4. Inspiratie-uitingen
Hét teken van de doop in Gods geest
De Heer Jezus heeft op Golgotha de overwinning op satan en zijn demonen behaald.
Nadat Hij verheerlijkt is door de Vader, aan de rechterhand van God zit, heeft Hij de heilige geest aan zijn leerlingen gegeven.
Als zij gedoopt worden in deze Goddelijke geest, krijgen ze als teken hiervan het kunnen spreken van of bidden in geestelijke talen.
Het nieuwe aspect is dat vóór die tijd deze werking van God nog nooit heeft plaatsgehad.
In het oude verbond is geen sprake van een vreemde, nieuwe of geestelijke taal van en door de geest.
Het is hét teken dat hoort bij de gave van het nieuwe verbond, de doop in de heilige geest.
Alle andere uitingen vinden we wel min of meer terug in het oude verbond, bij mensen die (incidenteel) voorzien zijn van de kracht van de heilige geest.

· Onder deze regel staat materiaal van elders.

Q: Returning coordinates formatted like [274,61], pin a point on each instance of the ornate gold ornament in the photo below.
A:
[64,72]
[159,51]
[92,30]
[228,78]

Het zijn slechts enkelingen, maar ze kennen de werkingen van de geest van God.
Maar in de volheid van de tijd geeft de Heer Jezus, als teken van de uitstorting van deze geest, aan zijn leerlingen de mogelijkheid om in geestelijke talen te bidden.
Later, bij herhaalde geestesdoop bij andere groepen van mensen, komt ook dit teken voor!
Geestelijke talen zijn tot:
opbouw van de gelovige zelf;
welzijn en nut van allen;
voorbede;
herkenningsteken.
Gods goedheid kent geen grenzen!
Hij weet wie we zijn, hoe we ons ontwikkeld hebben en wat er tot nu toe van ons geworden is; in menselijk opzicht zijn of voelen we ons misschien (vaak) zwak.
In elk geval in onze strijd tegen de duistere machten kunnen we met onze eigen menselijke geest geen stand houden.
Daarom komt Hij ons in liefde tegemoet.
Hij wil dat we sterk zullen zijn in Hem, in deze wereld die beheerst wordt door de wereldbeheersers van de duisternis, de demonen in de hemelse gewesten (zie Efeziërs 6:12).
Hij geeft ons daarom de overvloed van genade en de gave van de gerechtigheid, zodat we door Jezus, als koningen kunnen heersen, voor eeuwig (zie Romeinen 5:17).
Ook zullen we heersen over de zonde, die als een belager aan onze deur ligt en wiens begeerte naar ons uitgaat (zie Genesis 4:7).